Figure 3.. Identification of small molecule inhibitor of IL-8 that can significantly reduce leukemia cell expansion.

(A) Representative IL-8 crystal grown using the vapor diffusion hanging drop method. IL8 crystal yielding complete X-ray diffraction data set to 0.95 Å grown in 0.17 M Ammonium acetate, 0.085 M Sodium citrate tribasic dihydrate pH 5.6, 20% w/v Polyethylene glycol 4,000 and 15% v/v Glycerol (i). The IL-8 dimer is shown as a ribbon diagram in red. Side chains are shown for residues implicated in receptor binding based on mutagenesis studies (ii). The molecular surface of the IL-8 dimer is shown with blue for nitrogen, red for oxygen, cyan for carbon in the (top IL-8 subunit) and magenta for carbon (bottom IL-8 subunit). Residues implicated in receptor binding are shown in white. The scoring grid for molecular docking is shown as a box. 139,735 NCI/DTP compounds were docked into the binding site in silico to predict the binding affinity for IL-8 (iii). (B) Docking studies identified 19 small molecules capable of binding IL-8’s receptor binding site. Treatment of KG-1 cells with these molecules identified 5 that were able to significantly decrease KG-1 proliferation.
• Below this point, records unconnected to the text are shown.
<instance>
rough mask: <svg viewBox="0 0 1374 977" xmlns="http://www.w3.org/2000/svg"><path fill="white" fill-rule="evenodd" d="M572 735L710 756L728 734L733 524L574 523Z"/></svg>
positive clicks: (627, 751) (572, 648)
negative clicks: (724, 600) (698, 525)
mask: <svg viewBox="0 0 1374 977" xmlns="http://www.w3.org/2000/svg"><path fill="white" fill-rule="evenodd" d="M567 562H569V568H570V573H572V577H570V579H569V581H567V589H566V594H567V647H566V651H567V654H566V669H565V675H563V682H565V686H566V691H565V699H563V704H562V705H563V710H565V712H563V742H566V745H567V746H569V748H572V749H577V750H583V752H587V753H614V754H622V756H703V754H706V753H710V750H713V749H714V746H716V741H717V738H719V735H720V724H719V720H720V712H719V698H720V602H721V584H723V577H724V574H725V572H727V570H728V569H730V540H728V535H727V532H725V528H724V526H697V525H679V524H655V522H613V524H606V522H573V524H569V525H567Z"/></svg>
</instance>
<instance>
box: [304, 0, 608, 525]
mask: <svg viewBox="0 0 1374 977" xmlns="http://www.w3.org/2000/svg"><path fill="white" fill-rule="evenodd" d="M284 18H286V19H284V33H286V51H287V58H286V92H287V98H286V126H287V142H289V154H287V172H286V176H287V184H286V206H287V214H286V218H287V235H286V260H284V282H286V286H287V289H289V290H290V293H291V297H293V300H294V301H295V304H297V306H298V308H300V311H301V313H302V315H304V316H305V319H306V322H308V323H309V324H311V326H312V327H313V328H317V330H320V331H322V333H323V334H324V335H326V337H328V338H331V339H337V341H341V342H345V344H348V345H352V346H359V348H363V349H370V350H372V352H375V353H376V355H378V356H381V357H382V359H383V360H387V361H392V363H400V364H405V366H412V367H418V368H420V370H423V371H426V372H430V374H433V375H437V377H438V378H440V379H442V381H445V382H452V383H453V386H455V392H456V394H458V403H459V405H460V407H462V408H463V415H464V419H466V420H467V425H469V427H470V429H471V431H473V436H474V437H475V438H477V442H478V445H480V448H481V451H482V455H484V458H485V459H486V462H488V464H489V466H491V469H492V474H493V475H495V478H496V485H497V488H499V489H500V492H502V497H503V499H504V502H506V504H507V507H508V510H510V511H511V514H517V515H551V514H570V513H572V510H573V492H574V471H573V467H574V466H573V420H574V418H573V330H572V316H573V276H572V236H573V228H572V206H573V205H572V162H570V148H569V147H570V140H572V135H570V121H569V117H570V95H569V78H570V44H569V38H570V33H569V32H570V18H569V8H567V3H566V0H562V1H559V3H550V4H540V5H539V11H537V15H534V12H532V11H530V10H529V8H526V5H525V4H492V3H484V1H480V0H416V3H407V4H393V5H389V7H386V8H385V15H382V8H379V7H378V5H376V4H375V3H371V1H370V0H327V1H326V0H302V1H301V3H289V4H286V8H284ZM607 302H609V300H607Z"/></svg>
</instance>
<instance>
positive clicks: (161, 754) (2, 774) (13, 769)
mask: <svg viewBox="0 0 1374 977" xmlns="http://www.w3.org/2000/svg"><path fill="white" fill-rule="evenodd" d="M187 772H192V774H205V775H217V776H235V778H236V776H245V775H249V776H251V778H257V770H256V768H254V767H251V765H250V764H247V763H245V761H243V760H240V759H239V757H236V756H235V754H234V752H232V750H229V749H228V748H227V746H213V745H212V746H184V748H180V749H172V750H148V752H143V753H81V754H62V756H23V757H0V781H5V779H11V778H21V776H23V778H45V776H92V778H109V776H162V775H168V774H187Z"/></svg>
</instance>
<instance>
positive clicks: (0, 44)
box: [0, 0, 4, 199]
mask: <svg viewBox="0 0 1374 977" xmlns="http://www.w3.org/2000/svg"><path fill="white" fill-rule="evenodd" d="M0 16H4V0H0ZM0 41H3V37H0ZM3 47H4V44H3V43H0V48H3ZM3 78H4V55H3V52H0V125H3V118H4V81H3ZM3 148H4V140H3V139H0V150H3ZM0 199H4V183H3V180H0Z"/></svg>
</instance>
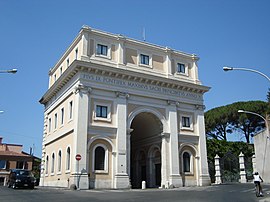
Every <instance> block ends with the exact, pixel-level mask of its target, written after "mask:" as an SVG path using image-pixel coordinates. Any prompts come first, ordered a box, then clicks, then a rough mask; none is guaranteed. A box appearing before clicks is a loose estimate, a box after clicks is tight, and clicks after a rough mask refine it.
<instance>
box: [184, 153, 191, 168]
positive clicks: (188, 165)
mask: <svg viewBox="0 0 270 202" xmlns="http://www.w3.org/2000/svg"><path fill="white" fill-rule="evenodd" d="M183 169H184V170H183V171H184V172H190V171H191V169H190V154H189V153H188V152H184V153H183Z"/></svg>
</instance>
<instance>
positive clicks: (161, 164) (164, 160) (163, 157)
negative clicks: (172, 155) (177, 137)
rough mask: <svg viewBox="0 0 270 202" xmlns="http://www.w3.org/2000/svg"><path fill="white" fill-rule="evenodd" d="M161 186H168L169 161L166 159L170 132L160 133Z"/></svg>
mask: <svg viewBox="0 0 270 202" xmlns="http://www.w3.org/2000/svg"><path fill="white" fill-rule="evenodd" d="M161 138H162V142H161V187H163V188H168V183H169V173H168V171H169V161H168V144H169V139H170V133H162V134H161Z"/></svg>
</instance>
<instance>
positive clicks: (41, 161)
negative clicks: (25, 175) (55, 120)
mask: <svg viewBox="0 0 270 202" xmlns="http://www.w3.org/2000/svg"><path fill="white" fill-rule="evenodd" d="M47 124H48V115H47V114H44V127H43V138H42V154H41V155H42V156H41V165H40V181H39V186H44V179H45V164H46V152H45V141H46V136H47V126H48V125H47Z"/></svg>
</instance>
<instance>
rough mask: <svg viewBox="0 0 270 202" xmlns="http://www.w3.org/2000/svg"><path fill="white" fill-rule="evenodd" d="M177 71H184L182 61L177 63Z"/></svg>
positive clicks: (185, 67) (183, 71)
mask: <svg viewBox="0 0 270 202" xmlns="http://www.w3.org/2000/svg"><path fill="white" fill-rule="evenodd" d="M177 72H178V73H186V67H185V65H184V64H182V63H177Z"/></svg>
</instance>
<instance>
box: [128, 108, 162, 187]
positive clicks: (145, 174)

The best hit molecule is identified with an arrow. ** p < 0.01; *** p < 0.001; **** p < 0.0001 (C) The best hit molecule was NCI34255 which interferes with binding at the homodimeric interface of two IL-8 sub-units (see arrows). (D) KG-1 cells were grown in CM from KG-1 activated ECs (HUVECs and BMECs) supplemented with NCI34255. The presence of NCI34255 was able to significantly decrease IL-8 induced cell proliferation contrary to the enhanced proliferation observed in previous CM studies. *** p < 0.001; **** p < 0.0001 (E) Supplementation of co-cultures comprising KG-1/BMECs with NCI34255 showed significant decreases in non-adherent KG-1 cell proliferation indicating the ability of NCI34255 to overcome activated EC-generated IL-8 signaling. * p < 0.05; *** p < 0.001

Figure 4.. IL-8 induces chemoresistance which is abrogated using NCI34255.
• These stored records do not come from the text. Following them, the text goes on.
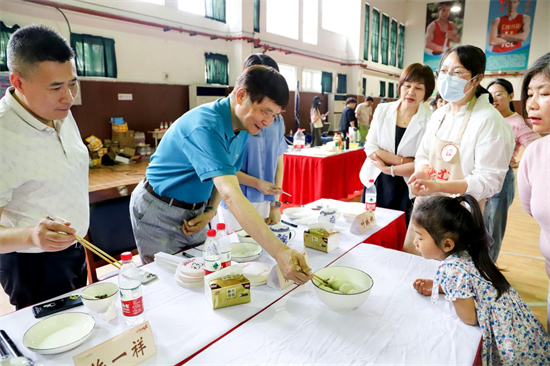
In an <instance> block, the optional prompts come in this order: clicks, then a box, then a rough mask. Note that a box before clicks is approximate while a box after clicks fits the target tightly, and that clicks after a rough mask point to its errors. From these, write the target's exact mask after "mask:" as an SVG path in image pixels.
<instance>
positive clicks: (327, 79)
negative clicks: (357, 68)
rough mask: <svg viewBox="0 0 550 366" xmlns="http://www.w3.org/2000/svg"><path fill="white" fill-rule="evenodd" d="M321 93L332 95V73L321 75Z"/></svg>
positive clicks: (324, 72)
mask: <svg viewBox="0 0 550 366" xmlns="http://www.w3.org/2000/svg"><path fill="white" fill-rule="evenodd" d="M321 93H332V73H331V72H324V71H323V73H322V75H321Z"/></svg>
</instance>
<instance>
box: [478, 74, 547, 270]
mask: <svg viewBox="0 0 550 366" xmlns="http://www.w3.org/2000/svg"><path fill="white" fill-rule="evenodd" d="M487 89H488V90H489V93H491V95H492V96H493V106H494V107H495V108H496V109H497V110H498V111H499V112H500V114H502V117H504V119H505V120H506V122H508V124H509V125H510V128H511V129H512V132H513V133H514V138H515V140H516V145H515V147H514V154H513V155H512V159H511V161H510V169H508V172H507V173H506V178H505V179H504V183H503V184H502V190H501V191H500V192H499V193H497V194H495V195H494V196H493V197H491V198H489V199H488V200H487V203H486V204H485V210H484V211H483V217H484V219H485V227H486V228H487V232H488V233H489V235H490V236H491V237H492V238H493V243H492V244H491V247H490V251H491V258H492V259H493V261H494V262H495V263H496V261H497V258H498V254H499V252H500V247H501V245H502V239H503V238H504V232H505V231H506V221H507V219H508V208H509V207H510V205H511V204H512V202H513V201H514V195H515V182H514V181H515V178H514V169H513V168H517V167H518V162H517V161H516V155H517V154H518V151H519V148H520V146H523V147H527V146H529V144H530V143H531V142H533V141H535V140H536V139H538V138H540V135H539V134H538V133H536V132H534V131H533V130H532V129H531V128H530V127H529V126H528V125H527V123H525V120H524V119H523V118H522V117H521V116H520V115H519V114H517V113H516V112H515V110H514V104H513V103H512V99H514V87H513V86H512V83H510V82H509V81H508V80H505V79H496V80H495V81H493V82H491V83H490V84H489V86H488V87H487Z"/></svg>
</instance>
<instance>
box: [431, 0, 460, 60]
mask: <svg viewBox="0 0 550 366" xmlns="http://www.w3.org/2000/svg"><path fill="white" fill-rule="evenodd" d="M452 6H453V3H452V2H451V1H444V2H440V3H439V7H438V8H437V12H438V14H439V17H438V18H437V19H436V20H434V21H433V22H431V23H430V25H428V27H427V28H426V48H427V49H429V50H431V51H432V55H440V54H442V53H444V52H445V51H447V50H448V49H449V47H450V44H451V41H453V42H454V43H460V34H459V33H458V30H457V29H456V25H455V24H454V23H453V22H451V21H450V20H449V16H450V15H451V7H452Z"/></svg>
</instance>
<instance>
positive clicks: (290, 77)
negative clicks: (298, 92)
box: [279, 64, 296, 90]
(A) The response of KG-1 cells in monoculture or non-adherent KG-1 cells in co-culture to Ara-C was tested and showed that KG-1 cells are significantly less sensitive to Ara-C when cultured with ECs. ** p < 0.01 (B) Co-cultures were treated with Ara-C, NCI34255 or a combination of both. Significant decreases in cell viability was observed when Ara-C alone treated groups were compared to Ara-C + NCI34255 treated groups demonstrating that NCI34255 was able to augment Ara-C and enhance apoptotic responses. NCI34255 alone treated groups did affect cell viability in comparison to vehicle controls. * p < 0.05; ** p < 0.01; *** p < 0.001; **** p < 0.0001 (C, D) Analysis of Akt activity in non-adherent KG-1 cells collected from EC co-culture treated with NCI34255 showed significantly decreased levels of phosphorylated Akt in comparison to non-treated controls (C). A similar analysis also showed a significant decrease in phosphorylated 4E-BP1 a downstream target of mTORC1 in the same cell population (D). ** p < 0.01 (E) Bax expression in KG-1 cells isolated from co-cultures exposed to NCI34255 treatment was assessed. The results showed that Bax is cleaved in response to NCI34255 forming the apoptosis enhancing truncated form, p18Bax.

Figure 5.

(A) Schematic summarizing observed effects of NCI34255 on Akt induced proliferation and survival of AML cells. Treatment with NCI34255 reduces the effects of EC activation through Akt signaling (blue lines) resulting in decreased proliferation and enhanced apoptosis (in the presence of Ara-C) of AML cells. (B) The impact of EC activation on adherent and non-adherent AML cell populations is shown. Adherent cells become quiescent and chemoresistant implicating them in relapse. Non-adherent cells show significant expansion and chemoresistance following EC activation identifying them as the cellular source for enhanced leukemia cellularity. Therapies aimed at targeting this process may provide new avenues for the optimal treatment of patients with AML.